# Automate FTP Upload



## Gibble (Oct 10, 2001)

I need to write a script that can ftp files to my webserver automatically. 

Please help. 

Basically all I need to know is how I can script FTP Uploads, I don't need the script written I just don't know where to start for that one piece.


----------



## codejockey (Feb 11, 2002)

You could use several methods, including:

(1) re-directing ftp commands from a file or a here document (e.g., ftp < ftpcommands.in). Note that you could also execute the commands directly from a shell script that controls the ftp session.
(2) using tkl/expect
(3) using perl

Hope this helps.


----------



## Gibble (Oct 10, 2001)

I like that first idea...do you have an example?


----------



## codejockey (Feb 11, 2002)

Here's a QND snippet that may be useful. The basic idea is that the script is passed an expression that evaluates to a list of files to transfer (*.htm, for example). All files are placed in the same location on the remote system. Of course, you could make this a lot smarter and put files in different locations or transfer to different systems, etc.
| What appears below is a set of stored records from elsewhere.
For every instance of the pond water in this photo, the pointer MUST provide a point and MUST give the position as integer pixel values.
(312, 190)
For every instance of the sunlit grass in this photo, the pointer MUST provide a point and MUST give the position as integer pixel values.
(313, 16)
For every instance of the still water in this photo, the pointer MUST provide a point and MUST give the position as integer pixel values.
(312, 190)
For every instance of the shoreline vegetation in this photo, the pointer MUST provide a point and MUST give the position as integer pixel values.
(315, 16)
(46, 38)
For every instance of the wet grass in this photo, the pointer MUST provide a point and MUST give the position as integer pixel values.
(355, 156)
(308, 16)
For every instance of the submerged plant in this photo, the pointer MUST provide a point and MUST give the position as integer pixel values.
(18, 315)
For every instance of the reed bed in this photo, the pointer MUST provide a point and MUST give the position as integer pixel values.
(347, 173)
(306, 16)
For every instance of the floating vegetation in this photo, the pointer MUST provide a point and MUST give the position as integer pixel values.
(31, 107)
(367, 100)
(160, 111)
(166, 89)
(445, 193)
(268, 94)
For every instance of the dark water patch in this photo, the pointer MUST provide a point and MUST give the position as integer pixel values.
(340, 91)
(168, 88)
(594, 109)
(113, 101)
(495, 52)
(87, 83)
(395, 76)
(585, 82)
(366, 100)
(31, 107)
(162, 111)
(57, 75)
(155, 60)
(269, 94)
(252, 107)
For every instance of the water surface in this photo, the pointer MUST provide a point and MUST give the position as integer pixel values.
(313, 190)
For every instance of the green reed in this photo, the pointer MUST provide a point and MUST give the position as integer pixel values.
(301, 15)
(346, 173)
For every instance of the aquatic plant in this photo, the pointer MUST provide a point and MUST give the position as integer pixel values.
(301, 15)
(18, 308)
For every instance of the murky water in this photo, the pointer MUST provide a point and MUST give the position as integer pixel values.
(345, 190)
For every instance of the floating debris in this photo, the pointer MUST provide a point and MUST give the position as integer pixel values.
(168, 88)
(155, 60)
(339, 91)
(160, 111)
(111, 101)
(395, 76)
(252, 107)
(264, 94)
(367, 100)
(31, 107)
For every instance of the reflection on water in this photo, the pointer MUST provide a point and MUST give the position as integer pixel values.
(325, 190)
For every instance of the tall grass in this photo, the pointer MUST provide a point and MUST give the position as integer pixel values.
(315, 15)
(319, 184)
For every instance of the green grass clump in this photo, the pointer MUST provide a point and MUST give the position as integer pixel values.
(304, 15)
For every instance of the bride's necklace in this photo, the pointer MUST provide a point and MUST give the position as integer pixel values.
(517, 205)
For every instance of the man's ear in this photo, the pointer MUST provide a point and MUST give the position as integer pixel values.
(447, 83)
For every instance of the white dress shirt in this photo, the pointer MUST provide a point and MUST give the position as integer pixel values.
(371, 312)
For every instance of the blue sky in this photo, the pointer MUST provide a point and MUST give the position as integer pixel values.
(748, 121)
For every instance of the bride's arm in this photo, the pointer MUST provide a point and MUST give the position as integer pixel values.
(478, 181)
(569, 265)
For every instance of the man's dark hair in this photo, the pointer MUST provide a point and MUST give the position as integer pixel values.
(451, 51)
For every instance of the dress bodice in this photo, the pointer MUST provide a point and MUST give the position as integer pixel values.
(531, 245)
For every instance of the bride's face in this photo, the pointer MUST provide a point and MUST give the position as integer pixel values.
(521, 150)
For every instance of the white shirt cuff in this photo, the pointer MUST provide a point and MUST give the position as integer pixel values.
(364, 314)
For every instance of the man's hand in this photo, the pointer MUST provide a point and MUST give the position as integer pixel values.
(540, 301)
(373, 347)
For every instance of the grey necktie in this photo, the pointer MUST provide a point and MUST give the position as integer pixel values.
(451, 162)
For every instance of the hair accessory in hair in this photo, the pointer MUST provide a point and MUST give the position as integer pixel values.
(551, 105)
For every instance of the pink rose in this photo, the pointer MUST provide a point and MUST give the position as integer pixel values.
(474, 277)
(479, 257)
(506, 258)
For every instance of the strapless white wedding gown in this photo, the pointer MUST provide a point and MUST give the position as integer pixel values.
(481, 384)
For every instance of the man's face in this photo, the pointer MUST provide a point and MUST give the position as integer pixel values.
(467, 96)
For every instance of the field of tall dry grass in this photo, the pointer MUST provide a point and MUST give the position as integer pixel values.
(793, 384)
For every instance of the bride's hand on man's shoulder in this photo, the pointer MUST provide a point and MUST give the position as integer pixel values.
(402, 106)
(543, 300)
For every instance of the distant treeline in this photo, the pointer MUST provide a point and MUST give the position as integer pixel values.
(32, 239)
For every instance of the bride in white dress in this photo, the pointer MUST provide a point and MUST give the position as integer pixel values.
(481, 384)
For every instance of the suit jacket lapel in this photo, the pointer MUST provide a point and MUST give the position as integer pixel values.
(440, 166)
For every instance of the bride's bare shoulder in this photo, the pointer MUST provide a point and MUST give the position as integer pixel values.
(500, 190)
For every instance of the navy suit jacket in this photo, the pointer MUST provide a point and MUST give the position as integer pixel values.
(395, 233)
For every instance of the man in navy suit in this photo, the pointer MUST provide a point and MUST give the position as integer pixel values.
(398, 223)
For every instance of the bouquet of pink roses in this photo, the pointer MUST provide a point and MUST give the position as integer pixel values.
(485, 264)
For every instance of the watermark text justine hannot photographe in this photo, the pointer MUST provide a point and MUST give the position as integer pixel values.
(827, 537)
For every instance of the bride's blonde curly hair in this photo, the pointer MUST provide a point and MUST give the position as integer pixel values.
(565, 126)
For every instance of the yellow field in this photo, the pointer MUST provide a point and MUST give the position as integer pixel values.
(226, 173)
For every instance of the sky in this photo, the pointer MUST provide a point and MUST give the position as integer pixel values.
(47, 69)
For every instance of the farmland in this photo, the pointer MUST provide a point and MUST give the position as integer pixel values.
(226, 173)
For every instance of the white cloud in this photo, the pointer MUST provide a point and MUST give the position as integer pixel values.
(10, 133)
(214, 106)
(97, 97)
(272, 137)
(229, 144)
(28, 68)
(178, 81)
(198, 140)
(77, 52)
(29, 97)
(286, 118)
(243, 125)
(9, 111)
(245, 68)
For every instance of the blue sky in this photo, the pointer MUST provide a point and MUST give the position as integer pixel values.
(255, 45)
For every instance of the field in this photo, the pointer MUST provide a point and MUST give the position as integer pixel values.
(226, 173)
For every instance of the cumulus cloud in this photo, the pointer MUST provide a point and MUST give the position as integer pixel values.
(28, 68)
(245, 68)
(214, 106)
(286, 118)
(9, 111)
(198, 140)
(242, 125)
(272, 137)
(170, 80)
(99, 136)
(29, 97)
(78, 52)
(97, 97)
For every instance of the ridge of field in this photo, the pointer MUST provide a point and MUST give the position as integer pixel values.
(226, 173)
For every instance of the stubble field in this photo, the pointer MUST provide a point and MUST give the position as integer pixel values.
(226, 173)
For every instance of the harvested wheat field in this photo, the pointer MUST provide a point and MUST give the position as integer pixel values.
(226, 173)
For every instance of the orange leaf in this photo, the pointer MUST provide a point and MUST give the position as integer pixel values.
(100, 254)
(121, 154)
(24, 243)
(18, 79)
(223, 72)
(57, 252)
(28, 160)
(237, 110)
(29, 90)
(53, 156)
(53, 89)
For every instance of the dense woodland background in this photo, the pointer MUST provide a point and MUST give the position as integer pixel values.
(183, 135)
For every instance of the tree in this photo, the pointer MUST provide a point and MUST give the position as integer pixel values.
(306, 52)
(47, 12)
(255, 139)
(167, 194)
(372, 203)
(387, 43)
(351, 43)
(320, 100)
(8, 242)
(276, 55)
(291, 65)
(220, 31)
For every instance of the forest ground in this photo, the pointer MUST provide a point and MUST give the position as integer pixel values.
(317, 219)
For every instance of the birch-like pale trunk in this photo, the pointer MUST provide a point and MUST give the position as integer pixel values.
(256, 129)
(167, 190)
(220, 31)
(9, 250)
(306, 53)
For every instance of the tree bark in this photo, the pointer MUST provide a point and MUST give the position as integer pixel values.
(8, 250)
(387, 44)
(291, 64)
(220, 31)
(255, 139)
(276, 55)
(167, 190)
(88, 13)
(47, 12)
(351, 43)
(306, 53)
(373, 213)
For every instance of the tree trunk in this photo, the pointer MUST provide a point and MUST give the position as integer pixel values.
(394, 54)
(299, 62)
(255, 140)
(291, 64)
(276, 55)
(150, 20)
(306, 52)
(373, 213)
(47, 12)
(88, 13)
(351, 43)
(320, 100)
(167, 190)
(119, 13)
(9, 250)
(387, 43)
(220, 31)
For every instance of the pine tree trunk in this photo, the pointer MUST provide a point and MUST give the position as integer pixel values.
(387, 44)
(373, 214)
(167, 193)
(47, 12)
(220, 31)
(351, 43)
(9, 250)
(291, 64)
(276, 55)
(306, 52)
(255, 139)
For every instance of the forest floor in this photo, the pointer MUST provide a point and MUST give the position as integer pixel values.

Note that the script requires a .netrc file in your home directory to automate the login process for ftp.

ftp mysite.com << EOF
cd somedirectory/location/on/remote
prompt
binary
mput "$*"
bye
EOF

Hope this helps.


----------



## Gibble (Oct 10, 2001)

Yep it appears this will work


----------



## codejockey (Feb 11, 2002)

Hey, Gibble --

Thanks for the reply. Glad it worked out (not the most elegant solution, but at least a starting point). Glad I could post something you found useful.

-codejockey


----------